A great example is in manufacturing: there is a need to visualize the performance and quality of manufacturing machines throughout the day in near-real-time. As an added benefit, saving the data permanently provides data scientists with a treasure trove of data to train machine learning algorithms to assist with predictive maintenance and quality assurances.
Analyzing & Visualizing Data
When dealing with streaming data, time is of the essence. There are two fantastic services in Azure that provide us with the ability to quickly manipulate, cleanse, transform and aggregate streaming data: Azure Databricks and Azure Stream Analytics. These services are sourced with streaming data via the Event Hubs-compatible endpoint provided by IoT Hub.

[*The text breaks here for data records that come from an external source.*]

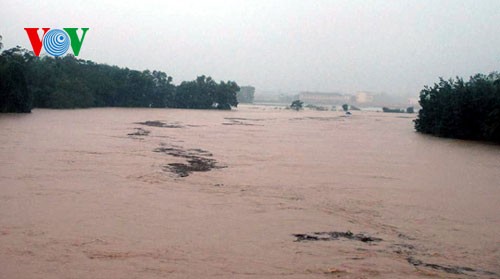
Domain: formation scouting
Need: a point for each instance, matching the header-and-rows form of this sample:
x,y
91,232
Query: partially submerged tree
x,y
458,109
297,105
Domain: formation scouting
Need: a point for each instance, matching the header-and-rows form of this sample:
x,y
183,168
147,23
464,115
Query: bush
x,y
296,105
464,110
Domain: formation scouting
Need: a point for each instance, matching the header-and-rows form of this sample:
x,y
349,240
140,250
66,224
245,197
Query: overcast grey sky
x,y
395,47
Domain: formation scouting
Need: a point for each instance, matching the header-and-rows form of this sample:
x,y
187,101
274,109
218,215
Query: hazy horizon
x,y
281,46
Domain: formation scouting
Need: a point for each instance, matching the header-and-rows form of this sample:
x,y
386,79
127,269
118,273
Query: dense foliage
x,y
465,110
28,81
297,105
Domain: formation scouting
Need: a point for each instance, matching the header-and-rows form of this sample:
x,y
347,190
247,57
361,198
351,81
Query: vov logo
x,y
56,42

In Azure Stream Analytics, we specify an input, a query and an output. For those familiar with SQL syntax, this should feel very similar. Here is a screenshot of the query that allows us to stream data directly to a Power BI dataset and to an Azure SQL Database for aggregated reporting.

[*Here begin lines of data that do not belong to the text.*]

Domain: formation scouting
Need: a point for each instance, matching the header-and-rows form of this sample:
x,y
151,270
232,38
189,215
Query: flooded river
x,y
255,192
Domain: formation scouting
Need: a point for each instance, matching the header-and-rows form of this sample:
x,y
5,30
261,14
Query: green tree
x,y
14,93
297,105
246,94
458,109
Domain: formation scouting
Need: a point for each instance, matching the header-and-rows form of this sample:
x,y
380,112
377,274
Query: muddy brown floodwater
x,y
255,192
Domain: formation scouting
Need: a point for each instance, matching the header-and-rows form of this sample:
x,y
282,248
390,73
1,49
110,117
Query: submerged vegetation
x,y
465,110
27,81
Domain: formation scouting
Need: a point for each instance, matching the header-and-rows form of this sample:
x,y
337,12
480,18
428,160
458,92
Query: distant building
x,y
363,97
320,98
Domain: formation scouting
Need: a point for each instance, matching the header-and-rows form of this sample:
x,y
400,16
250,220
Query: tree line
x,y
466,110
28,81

The beauty of the Azure Stream Analytics service is in its simplicity. The power of Power BI shines when combining both our live, real-time stream of data (line chart and bar chart) and a constantly refreshed aggregate of data (data table for historical averages over five minutes) from the Azure SQL Database. Below, you can see both the real-time data and aggregated data in one report!
In Azure Databricks, Structured Streaming allows us to ingest data from the Event Hubs-compatible endpoint in IoT Hub. All the power, customization, complexity and scalability of Databricks is available to analyze your streaming data. Those who have experience with Big Data technologies like Spark and prefer a code-first experience, Databricks is the perfect environment for handling streaming data. Here is a code snippet that shows how to ingest data from Event Hubs.
Although not quite as robust as the feature set in Power BI, Azure Databricks provides some visualization capabilities (that not all are aware of). Below is a screenshot of a similar dashboard to Power BI.
Summary
In this post, I discussed a solution accelerator for streaming data use cases. In Azure, there are a variety of services and technologies that help enable the extraction of insights from data. The major capabilities provided in this solution accelerator are ingesting, routing, storing, analyzing and visualizing real-time telemetry.